Text Detection in Spark OCR

Mykola Melnyk

Motivation

Spark OCR already contains an ImageToText transformer for recognising text on the image. It works fine for documents in general, but needs custom preprocessing to recognise text contained on images that represent natural scenes.

To simplify text recognition on images with complex backgrounds, or even when the text is rotated, we added a Deep Learning based model to detect text.

Let’s look into an image representing a real use case. In this particular example, we are interested in detecting the “Ref” and “Lot” numbers from the boxes.

Text detection can also help recognizing text present in documents, when the image is noised or contains a lot of graphical elements.

Load image

To work with images in Spark OCR, we need to load them to a Spark DataFrame. Let’s read an example image from the resources of the sparkocr python package using the binaryFile datasource:

imagePath = pkg_resources.resource_filename(‘sparkocr’, ‘resources/ocr/text_detection/020_Yas_patella.jpg’)binary_data_df = spark.read.format(“binaryFile”).load(imagePath)

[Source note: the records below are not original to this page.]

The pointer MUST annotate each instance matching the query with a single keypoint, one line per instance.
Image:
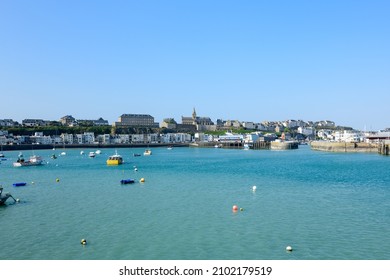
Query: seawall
(288, 145)
(86, 146)
(384, 148)
(341, 147)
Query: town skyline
(250, 61)
(32, 122)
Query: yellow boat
(115, 159)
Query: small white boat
(33, 161)
(115, 159)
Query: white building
(249, 125)
(349, 136)
(306, 130)
(231, 138)
(67, 138)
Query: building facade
(136, 120)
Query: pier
(384, 147)
(344, 147)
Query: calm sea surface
(324, 205)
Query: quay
(344, 147)
(89, 146)
(258, 145)
(384, 147)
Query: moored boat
(33, 161)
(127, 181)
(4, 197)
(21, 184)
(115, 159)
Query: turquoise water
(325, 205)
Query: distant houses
(142, 128)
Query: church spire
(194, 114)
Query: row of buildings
(192, 123)
(194, 126)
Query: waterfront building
(136, 120)
(138, 138)
(252, 137)
(349, 136)
(41, 139)
(86, 138)
(231, 138)
(8, 123)
(68, 121)
(104, 139)
(201, 123)
(98, 122)
(249, 125)
(169, 123)
(67, 138)
(33, 122)
(325, 124)
(306, 130)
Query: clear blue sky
(245, 60)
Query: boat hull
(114, 162)
(127, 181)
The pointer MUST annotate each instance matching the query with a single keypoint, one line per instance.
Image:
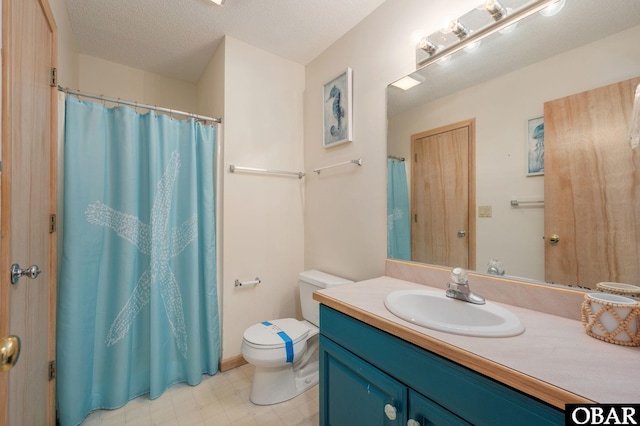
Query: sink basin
(434, 310)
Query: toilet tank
(309, 282)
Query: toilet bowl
(285, 351)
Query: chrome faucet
(458, 288)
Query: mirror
(502, 86)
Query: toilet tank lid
(322, 279)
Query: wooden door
(443, 196)
(27, 308)
(592, 188)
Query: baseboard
(232, 362)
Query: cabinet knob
(390, 411)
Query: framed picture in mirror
(535, 146)
(337, 110)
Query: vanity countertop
(553, 360)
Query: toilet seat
(268, 334)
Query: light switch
(484, 211)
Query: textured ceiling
(176, 38)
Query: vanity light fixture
(503, 23)
(426, 45)
(406, 83)
(552, 9)
(458, 29)
(495, 9)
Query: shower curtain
(398, 226)
(137, 296)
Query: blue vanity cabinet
(353, 392)
(366, 373)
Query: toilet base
(275, 385)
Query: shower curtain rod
(137, 105)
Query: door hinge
(52, 370)
(52, 223)
(53, 77)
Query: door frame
(5, 198)
(471, 202)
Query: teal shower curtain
(398, 225)
(137, 296)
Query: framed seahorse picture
(337, 110)
(535, 146)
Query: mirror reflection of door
(443, 195)
(592, 202)
(27, 308)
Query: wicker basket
(612, 318)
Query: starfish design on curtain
(161, 244)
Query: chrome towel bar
(246, 283)
(234, 169)
(516, 203)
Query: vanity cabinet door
(353, 392)
(424, 412)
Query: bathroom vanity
(379, 369)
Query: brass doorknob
(9, 352)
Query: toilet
(285, 351)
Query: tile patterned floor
(220, 400)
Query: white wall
(345, 219)
(68, 66)
(102, 77)
(263, 214)
(501, 108)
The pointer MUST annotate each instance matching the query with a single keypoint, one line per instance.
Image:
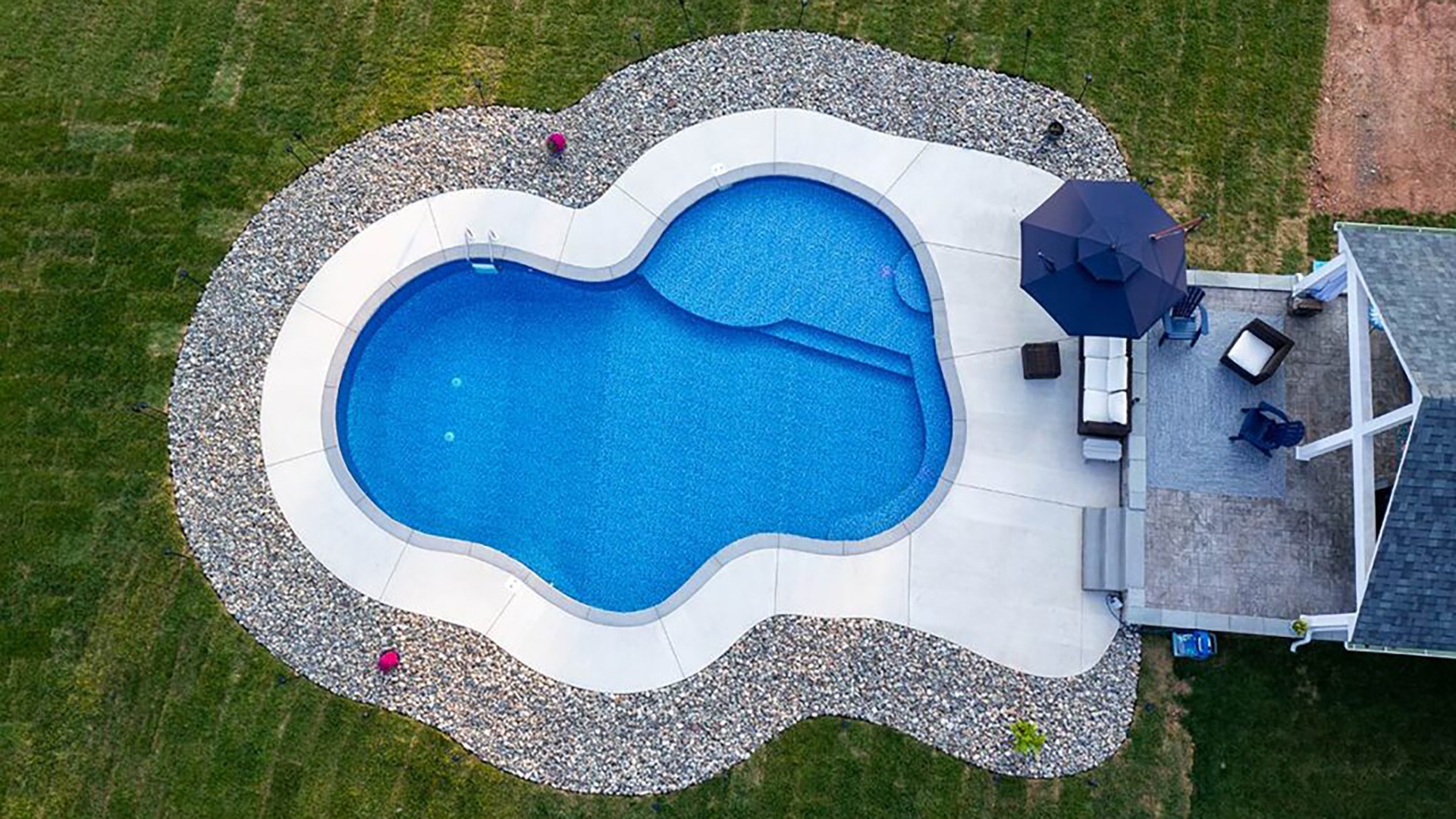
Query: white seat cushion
(1109, 375)
(1094, 407)
(1251, 353)
(1103, 407)
(1104, 347)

Out next step is to convert the binary data to the internal Image format, and display the image. For displaying the image, we can call display_images():

binary_to_image = BinaryToImage() 
binary_to_image.setImageType(ImageType.TYPE_3BYTE_BGR)image_df = binary_to_image.transform(binary_data_df)display_images(image_df, “image”)

Detect text

Following our pipeline definition, Spark OCR contains the ImageTextDetector transformer for detecting text on images. It is based on the “Character Region Awareness for Text Detection” model.

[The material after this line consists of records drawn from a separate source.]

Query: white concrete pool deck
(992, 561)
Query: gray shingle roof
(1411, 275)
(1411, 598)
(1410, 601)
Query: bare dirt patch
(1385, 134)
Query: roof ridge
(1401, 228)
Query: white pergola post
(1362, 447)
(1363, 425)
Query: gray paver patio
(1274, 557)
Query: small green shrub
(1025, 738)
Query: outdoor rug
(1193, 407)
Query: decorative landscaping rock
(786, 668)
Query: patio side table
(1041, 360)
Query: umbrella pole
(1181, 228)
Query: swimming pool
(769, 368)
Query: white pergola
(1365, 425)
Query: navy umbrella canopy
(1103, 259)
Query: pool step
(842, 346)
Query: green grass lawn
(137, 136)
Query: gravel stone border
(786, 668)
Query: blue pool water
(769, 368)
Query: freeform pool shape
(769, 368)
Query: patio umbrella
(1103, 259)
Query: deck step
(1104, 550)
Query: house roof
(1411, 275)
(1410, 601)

This NLP OCR model provides the character region(text) score and the character affinity(link) score that, together, fully cover various text shapes in a bottom-up manner.

Illustration of ground truth generation procedure in CRAFT. It generates ground truth labels from a synthetic image that has character level annotations

Benchmarks

In this section we are going to present some of the results from the original paper. According to the authors,

Extensive experiments on six benchmarks, TotalText and CTW-1500
datasets that contain highly curved texts in natural images demonstrate that our character-level text detection significantly outperforms the state-of-the-art detectors. According to the results, our proposed method guarantees high flexibility in detecting complicated scene text images, such as arbitrarily oriented, curved, or deformed texts.

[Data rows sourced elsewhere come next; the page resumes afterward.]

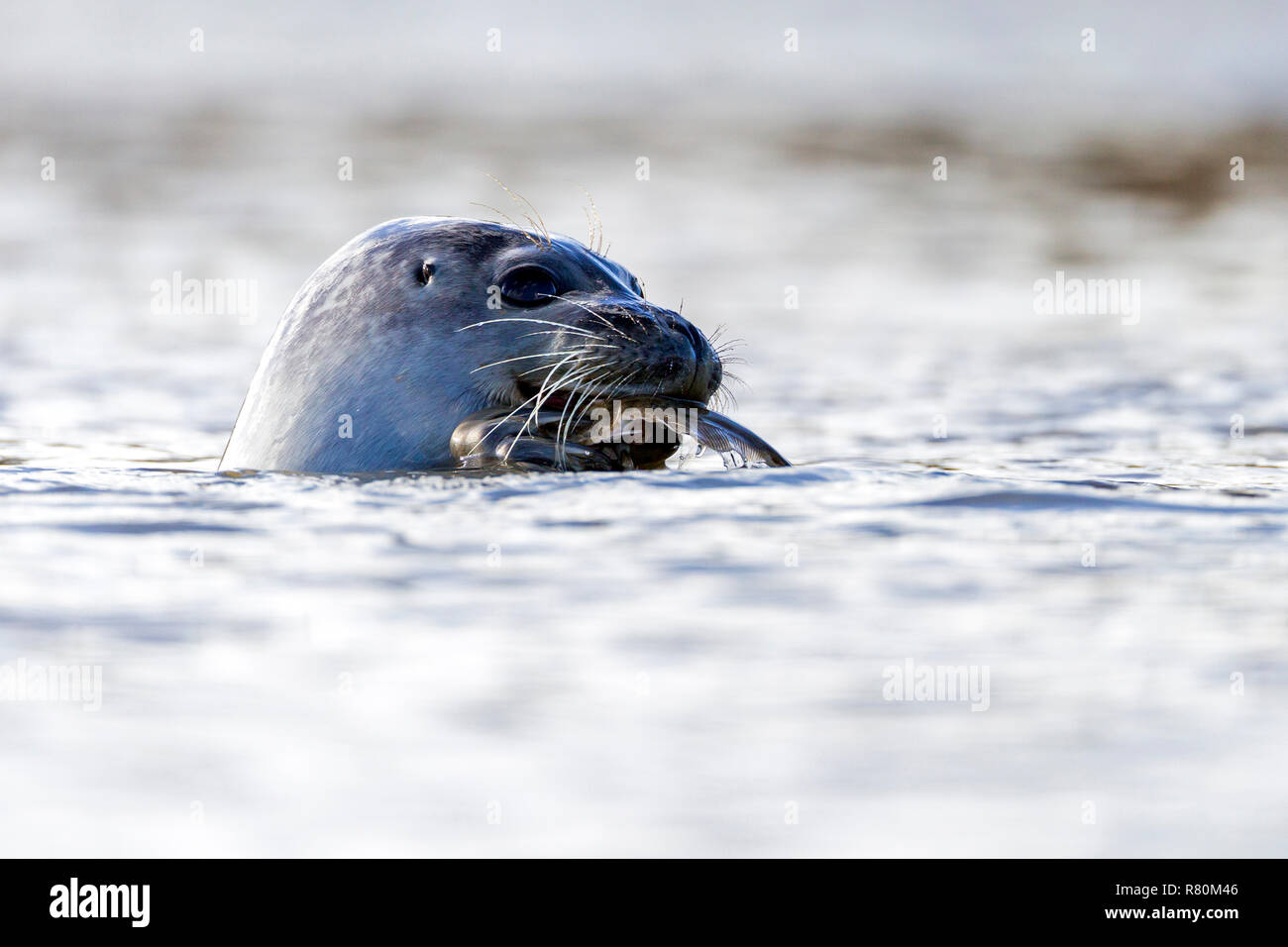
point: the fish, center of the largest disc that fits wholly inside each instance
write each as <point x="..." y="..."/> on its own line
<point x="626" y="434"/>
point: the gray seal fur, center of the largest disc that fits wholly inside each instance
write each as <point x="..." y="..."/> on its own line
<point x="403" y="333"/>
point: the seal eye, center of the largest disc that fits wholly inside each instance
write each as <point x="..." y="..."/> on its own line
<point x="528" y="286"/>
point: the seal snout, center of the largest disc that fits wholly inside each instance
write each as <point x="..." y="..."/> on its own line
<point x="698" y="372"/>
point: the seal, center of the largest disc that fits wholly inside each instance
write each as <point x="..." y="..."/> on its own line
<point x="423" y="322"/>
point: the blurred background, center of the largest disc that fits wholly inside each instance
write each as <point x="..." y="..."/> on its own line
<point x="629" y="665"/>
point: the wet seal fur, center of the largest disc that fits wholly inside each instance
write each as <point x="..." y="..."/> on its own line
<point x="421" y="322"/>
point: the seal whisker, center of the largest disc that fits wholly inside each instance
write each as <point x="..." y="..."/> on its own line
<point x="520" y="201"/>
<point x="597" y="235"/>
<point x="520" y="406"/>
<point x="544" y="394"/>
<point x="542" y="322"/>
<point x="596" y="315"/>
<point x="507" y="219"/>
<point x="580" y="390"/>
<point x="539" y="355"/>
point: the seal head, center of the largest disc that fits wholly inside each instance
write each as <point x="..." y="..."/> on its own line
<point x="420" y="322"/>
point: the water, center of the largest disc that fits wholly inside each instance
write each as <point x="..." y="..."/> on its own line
<point x="1091" y="506"/>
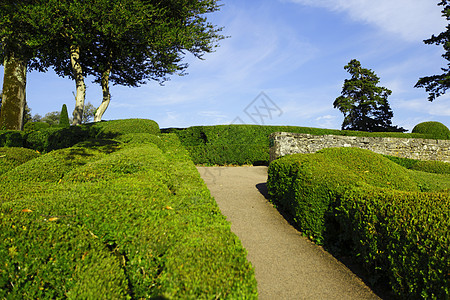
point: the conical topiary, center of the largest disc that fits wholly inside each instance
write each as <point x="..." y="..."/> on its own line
<point x="64" y="117"/>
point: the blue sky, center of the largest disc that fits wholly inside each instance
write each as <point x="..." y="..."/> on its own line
<point x="283" y="64"/>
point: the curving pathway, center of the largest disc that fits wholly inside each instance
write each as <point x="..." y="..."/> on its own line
<point x="287" y="265"/>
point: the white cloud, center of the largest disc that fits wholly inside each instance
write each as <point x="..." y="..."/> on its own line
<point x="412" y="20"/>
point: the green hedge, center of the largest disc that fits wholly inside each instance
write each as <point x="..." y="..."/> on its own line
<point x="436" y="130"/>
<point x="401" y="235"/>
<point x="12" y="157"/>
<point x="124" y="218"/>
<point x="53" y="138"/>
<point x="248" y="144"/>
<point x="314" y="190"/>
<point x="430" y="166"/>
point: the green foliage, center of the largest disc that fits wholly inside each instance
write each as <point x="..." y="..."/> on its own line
<point x="429" y="166"/>
<point x="248" y="144"/>
<point x="400" y="235"/>
<point x="30" y="126"/>
<point x="125" y="218"/>
<point x="435" y="130"/>
<point x="318" y="191"/>
<point x="438" y="167"/>
<point x="363" y="103"/>
<point x="11" y="157"/>
<point x="12" y="138"/>
<point x="64" y="117"/>
<point x="437" y="85"/>
<point x="118" y="127"/>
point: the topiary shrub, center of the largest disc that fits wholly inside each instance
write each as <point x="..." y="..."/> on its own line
<point x="11" y="157"/>
<point x="435" y="130"/>
<point x="12" y="138"/>
<point x="64" y="117"/>
<point x="30" y="126"/>
<point x="115" y="128"/>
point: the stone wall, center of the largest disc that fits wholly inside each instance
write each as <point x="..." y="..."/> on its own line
<point x="284" y="143"/>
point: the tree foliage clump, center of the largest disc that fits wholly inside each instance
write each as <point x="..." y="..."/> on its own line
<point x="127" y="42"/>
<point x="363" y="103"/>
<point x="437" y="85"/>
<point x="64" y="117"/>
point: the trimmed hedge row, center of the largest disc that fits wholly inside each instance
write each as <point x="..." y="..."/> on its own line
<point x="438" y="167"/>
<point x="48" y="139"/>
<point x="401" y="235"/>
<point x="321" y="191"/>
<point x="248" y="144"/>
<point x="124" y="218"/>
<point x="435" y="129"/>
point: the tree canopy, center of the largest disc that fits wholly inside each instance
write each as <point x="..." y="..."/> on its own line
<point x="437" y="85"/>
<point x="363" y="103"/>
<point x="127" y="42"/>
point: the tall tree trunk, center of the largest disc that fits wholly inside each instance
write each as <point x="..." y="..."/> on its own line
<point x="106" y="96"/>
<point x="14" y="94"/>
<point x="79" y="81"/>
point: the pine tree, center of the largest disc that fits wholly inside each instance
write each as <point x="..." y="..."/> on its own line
<point x="363" y="103"/>
<point x="437" y="85"/>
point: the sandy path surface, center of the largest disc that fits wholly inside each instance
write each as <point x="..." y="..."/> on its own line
<point x="287" y="265"/>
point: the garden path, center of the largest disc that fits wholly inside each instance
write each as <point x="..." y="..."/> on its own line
<point x="287" y="265"/>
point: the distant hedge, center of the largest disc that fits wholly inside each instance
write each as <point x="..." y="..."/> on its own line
<point x="392" y="219"/>
<point x="248" y="144"/>
<point x="122" y="218"/>
<point x="46" y="139"/>
<point x="436" y="130"/>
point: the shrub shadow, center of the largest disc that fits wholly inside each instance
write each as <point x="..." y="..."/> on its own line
<point x="381" y="289"/>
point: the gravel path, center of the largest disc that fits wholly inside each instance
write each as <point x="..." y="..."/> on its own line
<point x="287" y="265"/>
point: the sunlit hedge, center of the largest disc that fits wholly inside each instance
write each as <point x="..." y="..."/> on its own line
<point x="118" y="218"/>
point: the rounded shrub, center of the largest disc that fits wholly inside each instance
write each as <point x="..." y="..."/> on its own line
<point x="434" y="129"/>
<point x="115" y="128"/>
<point x="35" y="126"/>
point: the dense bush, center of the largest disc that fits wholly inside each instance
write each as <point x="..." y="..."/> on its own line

Results on quadrilateral-type datasets, such as ICDAR and MSRA-TD500. ∗ denote the results based on multi-scale tests. Methods in italic are results solely from the detection of end-to-end models for a fair comparison. R, P, and H refer to recall, precision and H-mean, respectively.

Results on polygon-type datasets, such as TotalText and CTW-1500. R, P and H refer to recall, precision and H-mean, respectively. The best score is highlighted in bold

So these are super solid results that will help our final pipeline generalise to many different images and situations. This leads us to our final step; the Text Detection itself. Let’s jump into it!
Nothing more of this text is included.